According to research from the Wageningen University, climate change adds to existing risks for mountain climbers by increasing the likelihood of rocks falling.
For the study, published in the journal Geografiska Annaler, Arnaud Temme gathered climbing guides and used the information they provided to determine safety along climbing routes. Specifically, the climbing guides used for the study were for the Bernese Alps in Switzerland.
Aside from climbing routes, the guides contained information regarding the risks of falling rocks. For all of the routes analyzed, the orientation and type of rocks to be encountered were also noted.
Until now, most of the rock data available to mountain climbers are for small slopes or large rock avalanches. However, the climbing guides Temme used were made by generations of climbers documenting what they saw on their trips.
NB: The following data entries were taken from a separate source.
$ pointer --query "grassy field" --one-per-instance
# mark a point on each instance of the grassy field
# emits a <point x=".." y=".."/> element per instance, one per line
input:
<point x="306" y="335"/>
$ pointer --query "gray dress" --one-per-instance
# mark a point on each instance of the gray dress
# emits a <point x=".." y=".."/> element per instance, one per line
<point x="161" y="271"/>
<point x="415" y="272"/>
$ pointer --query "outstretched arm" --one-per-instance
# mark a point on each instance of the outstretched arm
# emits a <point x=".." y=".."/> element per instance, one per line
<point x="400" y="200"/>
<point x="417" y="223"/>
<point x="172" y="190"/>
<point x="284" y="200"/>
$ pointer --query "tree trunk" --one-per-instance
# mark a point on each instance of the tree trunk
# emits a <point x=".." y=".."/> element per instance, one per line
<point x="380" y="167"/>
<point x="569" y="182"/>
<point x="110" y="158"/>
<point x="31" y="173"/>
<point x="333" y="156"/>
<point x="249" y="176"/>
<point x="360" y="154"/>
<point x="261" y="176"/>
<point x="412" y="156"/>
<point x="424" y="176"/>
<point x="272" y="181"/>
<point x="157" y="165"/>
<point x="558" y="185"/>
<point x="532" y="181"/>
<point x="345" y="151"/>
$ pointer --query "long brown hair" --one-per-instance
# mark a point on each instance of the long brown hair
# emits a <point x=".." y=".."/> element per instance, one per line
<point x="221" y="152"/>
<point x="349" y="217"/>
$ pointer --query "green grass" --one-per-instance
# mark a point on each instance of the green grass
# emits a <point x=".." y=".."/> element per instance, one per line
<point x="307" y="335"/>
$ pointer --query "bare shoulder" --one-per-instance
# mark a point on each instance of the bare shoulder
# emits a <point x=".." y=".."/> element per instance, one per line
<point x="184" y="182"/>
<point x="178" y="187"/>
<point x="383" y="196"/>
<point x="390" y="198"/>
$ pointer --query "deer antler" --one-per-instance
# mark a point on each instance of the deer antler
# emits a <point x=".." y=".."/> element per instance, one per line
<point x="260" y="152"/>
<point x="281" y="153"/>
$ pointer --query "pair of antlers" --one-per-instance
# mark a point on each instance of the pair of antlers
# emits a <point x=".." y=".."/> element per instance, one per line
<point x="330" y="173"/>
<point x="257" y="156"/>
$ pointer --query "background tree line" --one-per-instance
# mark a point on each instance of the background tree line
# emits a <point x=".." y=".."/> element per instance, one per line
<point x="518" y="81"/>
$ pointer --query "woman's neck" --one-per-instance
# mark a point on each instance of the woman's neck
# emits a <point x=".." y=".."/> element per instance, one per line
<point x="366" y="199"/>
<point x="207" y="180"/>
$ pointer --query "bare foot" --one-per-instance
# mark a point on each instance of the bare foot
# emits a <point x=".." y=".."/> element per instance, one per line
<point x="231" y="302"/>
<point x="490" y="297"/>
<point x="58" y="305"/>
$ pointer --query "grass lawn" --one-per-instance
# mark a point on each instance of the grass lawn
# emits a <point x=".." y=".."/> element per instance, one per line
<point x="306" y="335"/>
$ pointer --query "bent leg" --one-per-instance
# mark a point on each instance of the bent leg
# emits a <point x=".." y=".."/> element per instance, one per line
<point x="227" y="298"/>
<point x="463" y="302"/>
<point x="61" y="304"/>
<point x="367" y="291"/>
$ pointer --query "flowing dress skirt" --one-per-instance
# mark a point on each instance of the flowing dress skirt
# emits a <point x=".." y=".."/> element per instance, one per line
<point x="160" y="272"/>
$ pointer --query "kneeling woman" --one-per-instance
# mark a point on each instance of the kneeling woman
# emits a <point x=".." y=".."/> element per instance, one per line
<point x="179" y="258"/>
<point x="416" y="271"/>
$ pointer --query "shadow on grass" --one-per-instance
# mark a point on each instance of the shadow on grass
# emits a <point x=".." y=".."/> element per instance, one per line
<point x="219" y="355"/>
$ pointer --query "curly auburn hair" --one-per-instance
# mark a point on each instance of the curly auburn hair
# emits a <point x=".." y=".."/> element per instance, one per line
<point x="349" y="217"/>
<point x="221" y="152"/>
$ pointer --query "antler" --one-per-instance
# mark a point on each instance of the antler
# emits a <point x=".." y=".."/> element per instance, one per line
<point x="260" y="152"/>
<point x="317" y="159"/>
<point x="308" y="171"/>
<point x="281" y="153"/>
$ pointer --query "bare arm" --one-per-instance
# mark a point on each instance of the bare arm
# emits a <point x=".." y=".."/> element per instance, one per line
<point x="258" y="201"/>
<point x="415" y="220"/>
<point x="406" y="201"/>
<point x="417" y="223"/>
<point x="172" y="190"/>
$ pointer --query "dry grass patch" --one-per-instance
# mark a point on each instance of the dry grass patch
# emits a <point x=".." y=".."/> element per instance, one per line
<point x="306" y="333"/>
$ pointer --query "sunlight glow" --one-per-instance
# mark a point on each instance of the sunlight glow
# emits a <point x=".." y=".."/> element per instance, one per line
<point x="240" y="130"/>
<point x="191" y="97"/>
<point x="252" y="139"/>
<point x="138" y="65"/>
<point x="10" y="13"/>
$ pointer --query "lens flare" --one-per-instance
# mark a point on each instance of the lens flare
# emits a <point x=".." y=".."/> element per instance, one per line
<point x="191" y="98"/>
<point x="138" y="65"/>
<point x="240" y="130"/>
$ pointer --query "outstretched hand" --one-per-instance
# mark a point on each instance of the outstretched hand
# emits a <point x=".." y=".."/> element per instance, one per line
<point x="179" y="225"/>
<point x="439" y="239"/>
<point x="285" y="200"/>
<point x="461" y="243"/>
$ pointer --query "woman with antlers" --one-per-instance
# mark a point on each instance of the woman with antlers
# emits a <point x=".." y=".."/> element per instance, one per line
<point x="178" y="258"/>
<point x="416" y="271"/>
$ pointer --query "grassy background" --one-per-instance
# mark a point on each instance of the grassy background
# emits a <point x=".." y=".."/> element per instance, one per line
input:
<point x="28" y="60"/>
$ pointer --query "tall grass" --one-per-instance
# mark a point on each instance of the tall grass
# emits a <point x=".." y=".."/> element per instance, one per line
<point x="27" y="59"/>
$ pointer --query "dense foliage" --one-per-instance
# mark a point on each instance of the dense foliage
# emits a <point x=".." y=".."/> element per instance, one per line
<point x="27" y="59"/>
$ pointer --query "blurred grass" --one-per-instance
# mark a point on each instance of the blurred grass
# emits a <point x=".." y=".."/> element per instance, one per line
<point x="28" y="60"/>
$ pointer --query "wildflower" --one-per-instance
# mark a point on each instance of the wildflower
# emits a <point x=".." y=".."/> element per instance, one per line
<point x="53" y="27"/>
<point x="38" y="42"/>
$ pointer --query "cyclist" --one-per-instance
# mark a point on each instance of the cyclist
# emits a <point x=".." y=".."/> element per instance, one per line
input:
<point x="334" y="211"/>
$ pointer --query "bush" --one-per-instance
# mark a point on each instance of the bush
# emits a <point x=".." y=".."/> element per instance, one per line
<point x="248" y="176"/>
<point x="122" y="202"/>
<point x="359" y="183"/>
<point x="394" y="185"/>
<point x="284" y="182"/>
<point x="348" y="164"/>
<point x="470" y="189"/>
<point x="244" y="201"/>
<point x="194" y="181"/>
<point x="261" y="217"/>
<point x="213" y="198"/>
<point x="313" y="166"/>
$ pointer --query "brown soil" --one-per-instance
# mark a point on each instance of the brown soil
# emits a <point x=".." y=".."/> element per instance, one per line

The oldest of the guides examined for the study was 146 years old and this has allowed for the tracking of changes over a long period of time, many of which were linked by Temme to climate change.
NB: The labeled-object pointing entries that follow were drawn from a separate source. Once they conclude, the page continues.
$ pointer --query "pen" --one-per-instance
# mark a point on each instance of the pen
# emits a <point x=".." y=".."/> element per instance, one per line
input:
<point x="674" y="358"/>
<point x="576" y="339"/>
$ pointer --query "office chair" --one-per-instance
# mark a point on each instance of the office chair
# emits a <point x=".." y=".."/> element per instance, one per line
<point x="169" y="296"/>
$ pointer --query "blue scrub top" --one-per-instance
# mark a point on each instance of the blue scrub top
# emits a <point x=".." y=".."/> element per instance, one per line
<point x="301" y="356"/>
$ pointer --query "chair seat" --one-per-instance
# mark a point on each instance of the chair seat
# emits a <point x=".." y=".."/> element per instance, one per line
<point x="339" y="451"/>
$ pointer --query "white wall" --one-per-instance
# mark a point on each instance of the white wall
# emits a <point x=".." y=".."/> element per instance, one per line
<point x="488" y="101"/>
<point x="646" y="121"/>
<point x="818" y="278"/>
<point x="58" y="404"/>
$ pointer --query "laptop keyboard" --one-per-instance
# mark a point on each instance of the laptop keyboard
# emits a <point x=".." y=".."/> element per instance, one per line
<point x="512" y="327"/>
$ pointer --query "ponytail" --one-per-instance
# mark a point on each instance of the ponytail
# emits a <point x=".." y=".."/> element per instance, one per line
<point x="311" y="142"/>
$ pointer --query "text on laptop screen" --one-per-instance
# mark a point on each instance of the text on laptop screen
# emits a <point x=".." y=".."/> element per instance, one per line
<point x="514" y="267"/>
A warming environment causes permafrost to thaw and snowfields and glaciers to retreat. This exposes more rocks to the air, increasing the likelihood that they'll fall or roll away because their stability has been reduced. With the permafrost degraded, thawing and freezing, rock cracks and crevices begin to shift. Each time water is frozen, it expands and a crack grows until a rock breaks.
While climate change does make mountain climbing more dangerous, Temme noted that there are also other factors at play that can account for increased danger for climbers, like the orientation of a slope.
As the eastern and western portions of a mountain are subjected to larger shifts in temperature, they appear to carry more risk. Again, the hotter the temperature, the more ice melts and the more rocks are exposed. Additionally, risks may be higher around areas with rocks and on faces of amphibolite and granite.
Given the effect of global warming on the Alps and other mountain areas, the temperature in a specific area can be used as an indicator of a route's risk level. Temme's research also highlights the role of historical knowledge in forecasting future risks for mountain climbers.